BUILDING societies have hit back after some of the sector’s smaller players came off worst in a mass downgrade of British lenders.
The Building Societies Association said the verdict by Moody’s, as part of a downgrade of 12 British institutions, reflected the removal of an implicit guarantee of Treasury support for mutuals in the event of possible failure.
Hilary McVitty, a BSA spokesman (pictured), said: “We see it as a normalisation. What they are doing is removing some of those extraordinary levels of support they put in place… As far as building societies are concerned they have generally improved their levels of profitability, capital and liquidity.”

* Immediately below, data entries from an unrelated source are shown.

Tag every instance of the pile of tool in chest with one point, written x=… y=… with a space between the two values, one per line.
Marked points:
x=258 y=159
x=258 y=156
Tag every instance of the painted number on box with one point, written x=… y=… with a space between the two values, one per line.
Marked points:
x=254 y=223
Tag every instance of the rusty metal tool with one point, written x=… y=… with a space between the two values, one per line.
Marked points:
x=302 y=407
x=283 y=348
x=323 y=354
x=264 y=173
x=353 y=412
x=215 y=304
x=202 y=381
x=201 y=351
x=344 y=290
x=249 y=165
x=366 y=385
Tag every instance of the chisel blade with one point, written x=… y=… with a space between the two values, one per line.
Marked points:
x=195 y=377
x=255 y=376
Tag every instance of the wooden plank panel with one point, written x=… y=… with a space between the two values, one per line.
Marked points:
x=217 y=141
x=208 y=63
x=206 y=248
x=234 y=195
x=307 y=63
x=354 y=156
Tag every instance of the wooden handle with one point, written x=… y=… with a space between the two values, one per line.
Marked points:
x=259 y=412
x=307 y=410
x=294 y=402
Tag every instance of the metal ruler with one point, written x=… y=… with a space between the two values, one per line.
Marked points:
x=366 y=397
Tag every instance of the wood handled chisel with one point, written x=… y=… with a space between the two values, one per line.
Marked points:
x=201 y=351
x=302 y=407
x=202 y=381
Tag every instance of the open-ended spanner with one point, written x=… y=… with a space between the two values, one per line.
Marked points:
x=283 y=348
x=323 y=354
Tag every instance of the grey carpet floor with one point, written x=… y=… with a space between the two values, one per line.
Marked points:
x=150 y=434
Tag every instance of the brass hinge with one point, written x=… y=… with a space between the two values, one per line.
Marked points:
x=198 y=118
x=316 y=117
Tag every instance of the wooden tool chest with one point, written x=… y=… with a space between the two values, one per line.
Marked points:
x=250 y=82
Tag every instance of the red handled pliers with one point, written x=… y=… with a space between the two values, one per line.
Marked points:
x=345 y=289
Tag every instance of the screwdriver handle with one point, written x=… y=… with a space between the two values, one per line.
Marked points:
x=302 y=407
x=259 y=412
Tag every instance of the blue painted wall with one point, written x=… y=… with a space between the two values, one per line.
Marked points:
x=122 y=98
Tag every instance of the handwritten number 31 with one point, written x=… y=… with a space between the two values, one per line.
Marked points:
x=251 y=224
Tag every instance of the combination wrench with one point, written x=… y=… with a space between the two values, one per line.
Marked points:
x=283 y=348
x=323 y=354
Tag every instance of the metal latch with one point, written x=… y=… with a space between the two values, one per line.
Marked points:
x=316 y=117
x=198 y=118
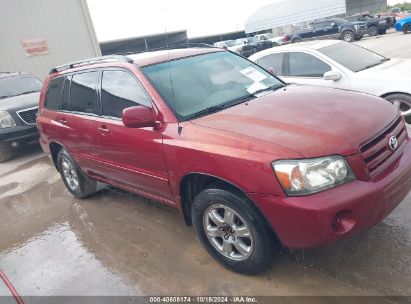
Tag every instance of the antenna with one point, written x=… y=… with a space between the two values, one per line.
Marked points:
x=168 y=58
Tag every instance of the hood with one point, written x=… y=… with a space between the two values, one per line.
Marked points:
x=356 y=23
x=17 y=103
x=236 y=47
x=309 y=120
x=394 y=67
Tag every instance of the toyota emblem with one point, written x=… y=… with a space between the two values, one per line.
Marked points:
x=393 y=143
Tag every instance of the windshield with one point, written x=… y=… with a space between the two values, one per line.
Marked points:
x=351 y=56
x=18 y=85
x=230 y=43
x=338 y=20
x=194 y=84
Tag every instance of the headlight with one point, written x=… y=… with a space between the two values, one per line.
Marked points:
x=308 y=176
x=6 y=121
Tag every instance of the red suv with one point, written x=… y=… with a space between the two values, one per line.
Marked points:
x=251 y=162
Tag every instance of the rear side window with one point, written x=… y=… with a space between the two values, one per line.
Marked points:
x=274 y=61
x=83 y=96
x=53 y=96
x=306 y=65
x=119 y=90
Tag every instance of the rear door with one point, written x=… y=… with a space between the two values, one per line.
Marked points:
x=132 y=157
x=273 y=61
x=77 y=120
x=330 y=29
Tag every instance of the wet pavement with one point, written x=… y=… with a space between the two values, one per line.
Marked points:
x=116 y=243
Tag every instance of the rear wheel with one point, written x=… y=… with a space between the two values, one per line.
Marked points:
x=75 y=180
x=373 y=31
x=348 y=36
x=232 y=231
x=5 y=156
x=403 y=103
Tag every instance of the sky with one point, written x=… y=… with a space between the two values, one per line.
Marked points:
x=116 y=19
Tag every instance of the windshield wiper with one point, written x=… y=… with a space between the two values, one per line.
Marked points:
x=206 y=111
x=274 y=87
x=374 y=64
x=28 y=92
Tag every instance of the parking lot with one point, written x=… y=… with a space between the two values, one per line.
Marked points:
x=116 y=243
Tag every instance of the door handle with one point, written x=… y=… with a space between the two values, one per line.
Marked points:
x=103 y=130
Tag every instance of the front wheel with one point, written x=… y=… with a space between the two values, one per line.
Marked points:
x=232 y=231
x=73 y=177
x=372 y=31
x=403 y=103
x=348 y=36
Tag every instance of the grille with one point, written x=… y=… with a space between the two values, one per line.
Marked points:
x=377 y=152
x=28 y=115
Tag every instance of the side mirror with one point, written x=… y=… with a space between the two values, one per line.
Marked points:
x=272 y=71
x=332 y=75
x=138 y=117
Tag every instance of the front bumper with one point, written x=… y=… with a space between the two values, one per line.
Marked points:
x=18 y=137
x=360 y=33
x=309 y=221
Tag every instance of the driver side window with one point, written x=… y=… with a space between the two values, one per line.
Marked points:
x=306 y=65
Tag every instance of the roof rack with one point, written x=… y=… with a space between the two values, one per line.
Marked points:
x=95 y=60
x=172 y=47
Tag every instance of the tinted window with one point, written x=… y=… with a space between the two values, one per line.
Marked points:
x=274 y=61
x=66 y=93
x=305 y=65
x=53 y=96
x=318 y=25
x=83 y=97
x=119 y=90
x=351 y=56
x=193 y=84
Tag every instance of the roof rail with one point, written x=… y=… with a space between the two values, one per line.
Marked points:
x=172 y=47
x=95 y=60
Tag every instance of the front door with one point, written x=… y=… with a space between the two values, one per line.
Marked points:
x=133 y=157
x=304 y=68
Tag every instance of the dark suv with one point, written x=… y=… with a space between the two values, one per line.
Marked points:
x=244 y=157
x=336 y=28
x=19 y=98
x=375 y=26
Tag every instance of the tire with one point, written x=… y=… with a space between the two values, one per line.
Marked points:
x=5 y=156
x=403 y=103
x=372 y=31
x=257 y=250
x=348 y=36
x=76 y=182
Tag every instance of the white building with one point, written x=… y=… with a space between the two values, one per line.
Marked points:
x=287 y=13
x=41 y=34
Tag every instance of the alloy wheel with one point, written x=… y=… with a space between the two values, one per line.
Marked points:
x=70 y=174
x=348 y=37
x=228 y=232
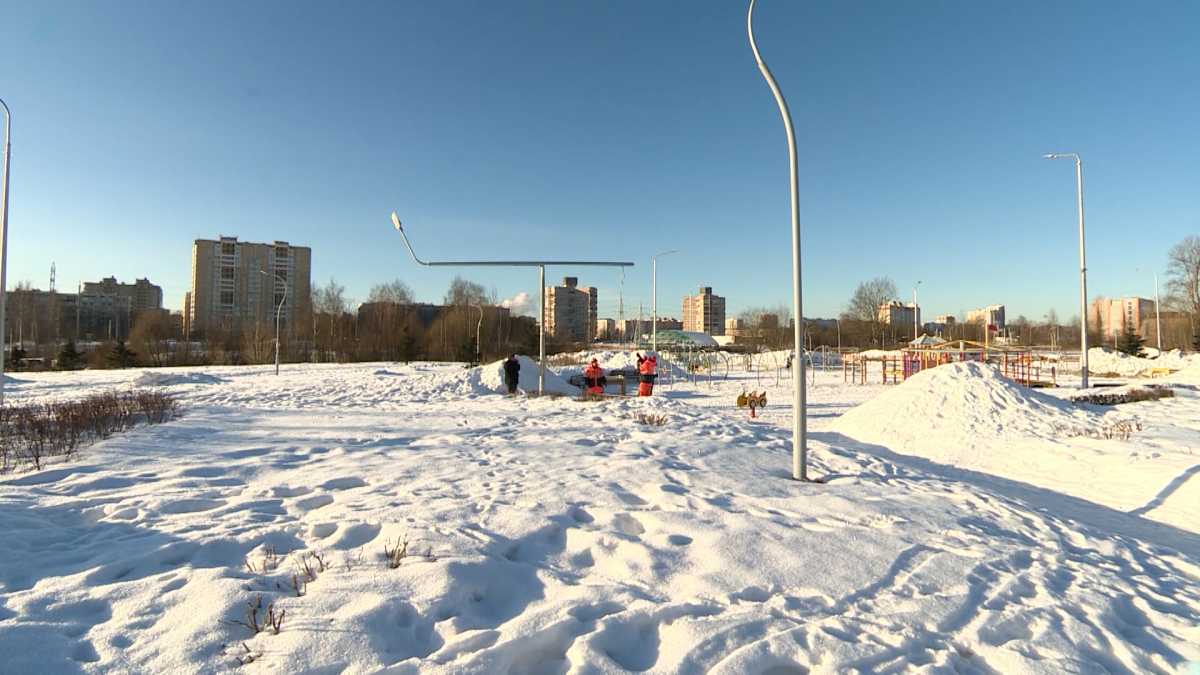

The core tier one capital ratio – a key measure of financial strength – is 12.8 per cent across the building society sector, above the conditions laid out by the Basel III agreement, McVitty added.
On Friday credit ratings agency Moody’s issued a one-notch downgrade of Lloyds Group (to A1 from Aa3), Santander UK (to A1 from Aa3), Co-Operative Bank (to A3 from A2), a two-notch downgrade of RBS (to A2 from Aa3) and Nationwide Building Society (to A2 from Aa3); and downgrades of one to five notches of seven smaller building societies, as revealed in City A.M.
The worse-than-expected downgrades for some smaller lenders means they could face higher borrowing costs at a time when trading conditions are already difficult.
Building societies are less dependent than banks on accessing the wholesale money market, however, because they draw most of their funding from retail deposits.
The financial crisis triggered a series of building society mergers but the willingness of larger mutuals to buy struggling smaller rivals means assets have stayed within the industry. Over the last three years Yorkshire Building Society, for example, has merged with Barnsley, Chelsea and Norwich & Peterborough.